The direct effect of intron-mediated transcriptional regulation is often referred to as ‘intron-mediated enhancement’ (IME) (28). IME requires the presence of an intron close to the 5′ end of the gene. It has been hypothesized that a promoter proximal to the 5′ splice site facilitates the recruitment of transcriptional machinery to the promoter, which includes transcription factors such as c-Jun and activating transcription factor 2 binding to the cyclic adenosine monophosphate response element site and, therefore, aids in the initiation of transcription (32–34). The precise mechanism of intron-dependent enhancement of transcription, however, remains unclear. It was recently reported that the inclusion of an intron in INO1, which is a nonintronic gene, resulted in the constitutive activation of the gene. In the presence of the intron, the promoter of INO1 interacted with its terminator region to form a gene loop in yeast (35). The intronic cis-acting elements of the cystic fibrosis transmembrane conductance regulator gene (CFTR) interact with the CFTR promoter and contribute to the regulation of CFTR gene expression (36). In Reg1, the C-rich region in the gene promoter was found to be critical for the response to gastrin (15,37), and the expression of Reg1 was controlled through separate promoter elements by gastrin (4).
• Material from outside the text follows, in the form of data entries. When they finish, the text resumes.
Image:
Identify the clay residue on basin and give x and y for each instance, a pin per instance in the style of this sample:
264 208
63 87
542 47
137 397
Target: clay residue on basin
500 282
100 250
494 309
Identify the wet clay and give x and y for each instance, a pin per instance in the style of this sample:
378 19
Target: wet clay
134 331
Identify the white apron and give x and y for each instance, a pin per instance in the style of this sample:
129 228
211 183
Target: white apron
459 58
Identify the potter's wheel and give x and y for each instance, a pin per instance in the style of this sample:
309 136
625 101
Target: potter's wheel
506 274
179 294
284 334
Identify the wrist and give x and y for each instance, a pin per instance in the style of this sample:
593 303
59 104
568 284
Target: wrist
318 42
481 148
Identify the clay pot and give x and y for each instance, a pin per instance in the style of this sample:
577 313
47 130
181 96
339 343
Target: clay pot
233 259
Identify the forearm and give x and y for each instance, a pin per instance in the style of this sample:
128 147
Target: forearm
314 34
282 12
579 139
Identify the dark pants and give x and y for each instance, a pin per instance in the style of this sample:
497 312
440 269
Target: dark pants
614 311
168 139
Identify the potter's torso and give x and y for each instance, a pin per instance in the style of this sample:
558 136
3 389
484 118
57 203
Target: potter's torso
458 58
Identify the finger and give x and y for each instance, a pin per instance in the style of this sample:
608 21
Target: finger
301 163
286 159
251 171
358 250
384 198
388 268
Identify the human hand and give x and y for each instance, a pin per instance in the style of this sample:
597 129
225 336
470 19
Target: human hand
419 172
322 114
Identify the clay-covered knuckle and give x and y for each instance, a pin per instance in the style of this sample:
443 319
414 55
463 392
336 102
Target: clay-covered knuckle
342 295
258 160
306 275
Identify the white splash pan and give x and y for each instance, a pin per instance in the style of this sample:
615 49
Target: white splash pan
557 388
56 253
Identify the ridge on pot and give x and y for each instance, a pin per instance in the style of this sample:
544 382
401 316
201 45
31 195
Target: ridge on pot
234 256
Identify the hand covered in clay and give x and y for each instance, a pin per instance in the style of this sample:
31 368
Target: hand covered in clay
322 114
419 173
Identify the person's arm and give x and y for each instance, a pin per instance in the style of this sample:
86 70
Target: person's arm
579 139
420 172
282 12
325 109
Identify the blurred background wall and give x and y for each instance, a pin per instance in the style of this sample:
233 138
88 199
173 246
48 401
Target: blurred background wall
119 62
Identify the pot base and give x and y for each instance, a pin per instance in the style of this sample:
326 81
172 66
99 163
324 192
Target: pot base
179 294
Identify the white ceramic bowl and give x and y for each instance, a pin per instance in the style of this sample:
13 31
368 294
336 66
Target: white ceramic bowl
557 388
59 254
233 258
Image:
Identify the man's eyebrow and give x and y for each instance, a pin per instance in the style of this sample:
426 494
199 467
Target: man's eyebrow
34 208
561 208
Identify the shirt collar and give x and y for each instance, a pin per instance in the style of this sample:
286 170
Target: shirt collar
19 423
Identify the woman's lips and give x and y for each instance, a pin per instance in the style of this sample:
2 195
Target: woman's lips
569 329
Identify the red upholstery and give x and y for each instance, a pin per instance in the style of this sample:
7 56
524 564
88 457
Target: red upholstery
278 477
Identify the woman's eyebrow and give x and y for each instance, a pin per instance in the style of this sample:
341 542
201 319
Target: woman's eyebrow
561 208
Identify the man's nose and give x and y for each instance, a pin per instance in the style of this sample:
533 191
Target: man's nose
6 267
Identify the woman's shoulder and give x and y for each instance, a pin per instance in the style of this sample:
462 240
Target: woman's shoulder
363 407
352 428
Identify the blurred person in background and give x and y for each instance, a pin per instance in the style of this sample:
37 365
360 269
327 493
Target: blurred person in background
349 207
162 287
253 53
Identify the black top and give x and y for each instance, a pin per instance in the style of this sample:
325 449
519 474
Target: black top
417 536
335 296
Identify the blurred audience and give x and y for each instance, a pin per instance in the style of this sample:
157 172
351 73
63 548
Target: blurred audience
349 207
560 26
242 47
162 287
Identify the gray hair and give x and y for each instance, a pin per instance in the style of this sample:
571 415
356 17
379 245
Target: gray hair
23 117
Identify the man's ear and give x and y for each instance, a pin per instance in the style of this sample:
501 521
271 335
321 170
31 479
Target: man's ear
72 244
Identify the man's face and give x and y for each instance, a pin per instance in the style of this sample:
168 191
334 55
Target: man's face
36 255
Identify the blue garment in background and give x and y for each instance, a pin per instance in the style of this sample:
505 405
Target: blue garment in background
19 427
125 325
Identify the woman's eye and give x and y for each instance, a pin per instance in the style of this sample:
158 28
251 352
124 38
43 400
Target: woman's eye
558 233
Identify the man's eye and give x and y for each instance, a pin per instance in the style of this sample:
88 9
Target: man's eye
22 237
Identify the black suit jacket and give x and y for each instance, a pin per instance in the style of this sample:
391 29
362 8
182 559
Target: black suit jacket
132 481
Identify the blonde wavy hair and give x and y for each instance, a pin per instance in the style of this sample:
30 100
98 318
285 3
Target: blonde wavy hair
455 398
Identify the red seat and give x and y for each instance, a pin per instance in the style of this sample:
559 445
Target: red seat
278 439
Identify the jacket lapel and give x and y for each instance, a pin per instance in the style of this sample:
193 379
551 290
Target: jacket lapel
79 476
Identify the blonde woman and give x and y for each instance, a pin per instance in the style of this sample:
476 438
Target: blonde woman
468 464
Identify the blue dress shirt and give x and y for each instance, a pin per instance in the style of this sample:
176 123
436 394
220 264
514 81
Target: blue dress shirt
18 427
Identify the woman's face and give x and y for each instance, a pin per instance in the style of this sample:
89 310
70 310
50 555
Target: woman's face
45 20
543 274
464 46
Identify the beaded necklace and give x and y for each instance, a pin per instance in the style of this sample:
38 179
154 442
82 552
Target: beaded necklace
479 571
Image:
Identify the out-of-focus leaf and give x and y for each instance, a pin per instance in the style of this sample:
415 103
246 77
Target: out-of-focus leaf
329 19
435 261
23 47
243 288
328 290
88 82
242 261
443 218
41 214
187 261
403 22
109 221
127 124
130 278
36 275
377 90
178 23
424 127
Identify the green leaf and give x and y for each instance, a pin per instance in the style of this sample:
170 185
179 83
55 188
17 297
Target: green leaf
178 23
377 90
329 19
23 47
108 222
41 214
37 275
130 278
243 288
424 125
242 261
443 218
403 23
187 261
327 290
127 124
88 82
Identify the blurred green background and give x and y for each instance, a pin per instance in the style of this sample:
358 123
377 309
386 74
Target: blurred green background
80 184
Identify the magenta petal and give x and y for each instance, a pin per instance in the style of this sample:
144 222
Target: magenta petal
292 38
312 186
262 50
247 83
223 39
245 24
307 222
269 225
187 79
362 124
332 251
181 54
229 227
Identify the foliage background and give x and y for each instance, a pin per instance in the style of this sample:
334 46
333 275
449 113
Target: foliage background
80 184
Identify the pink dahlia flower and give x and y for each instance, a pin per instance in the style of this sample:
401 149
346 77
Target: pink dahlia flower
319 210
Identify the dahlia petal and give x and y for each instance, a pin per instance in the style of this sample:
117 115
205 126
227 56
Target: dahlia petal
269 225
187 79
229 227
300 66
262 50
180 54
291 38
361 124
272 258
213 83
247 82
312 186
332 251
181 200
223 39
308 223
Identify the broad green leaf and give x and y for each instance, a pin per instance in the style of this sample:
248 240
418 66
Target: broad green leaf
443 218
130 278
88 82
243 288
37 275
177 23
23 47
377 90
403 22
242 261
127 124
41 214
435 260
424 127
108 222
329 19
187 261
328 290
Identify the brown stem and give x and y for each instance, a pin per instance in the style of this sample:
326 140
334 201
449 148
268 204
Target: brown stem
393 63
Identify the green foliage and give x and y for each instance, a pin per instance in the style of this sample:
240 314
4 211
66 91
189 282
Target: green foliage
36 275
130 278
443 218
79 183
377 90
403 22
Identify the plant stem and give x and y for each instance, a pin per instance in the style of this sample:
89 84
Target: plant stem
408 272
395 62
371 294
The present study found that gastrin may alter the density of certain Tf bands, and that the density of some Tf bands was altered at different gastrin concentrations. This indicates that gastrin can alter the ability of Tfs to bind to the recognition sequences in introns to affect the formation of the transcriptional complex, and may be significant in the interaction between the promoter and introns to regulate the expression of Reg1. Although the first intron of Reg1 has no cis-regulatory function, it can bind to at least 14 types of Tf. It was reported that the control of human Ucp3 transcription in skeletal muscle is not solely conferred by the promoter, but depends on several cis-acting elements in intron 1, suggesting a complex association between the promoter and intronic sequences (38). Intron removal, or replacement with a heterologous chimeric intron, caused a significant reduction in promoter activity (27). The results of the current study suggest that intron 1 of the Reg1 gene may function only as a mediator in the formation of multiple molecule complexes for regulating gene expression.

In conclusion, our data demonstrate that introns of Reg1 can bind to many transcription factors and enhance gene expression. However, we still did not identify the precise transcription factors. The hormone gastrin can influence the ability of Tf binding to introns. Gastrin may regulate Reg1 gene expression by binding to the transcription factors to form a multiple molecule complex. Future research on the interaction of the promoter and introns of the Reg1 gene and identifying the transcription factors that bind to the introns of Reg1 gene will be useful in elucidating the mechanism of Reg1 gene expression.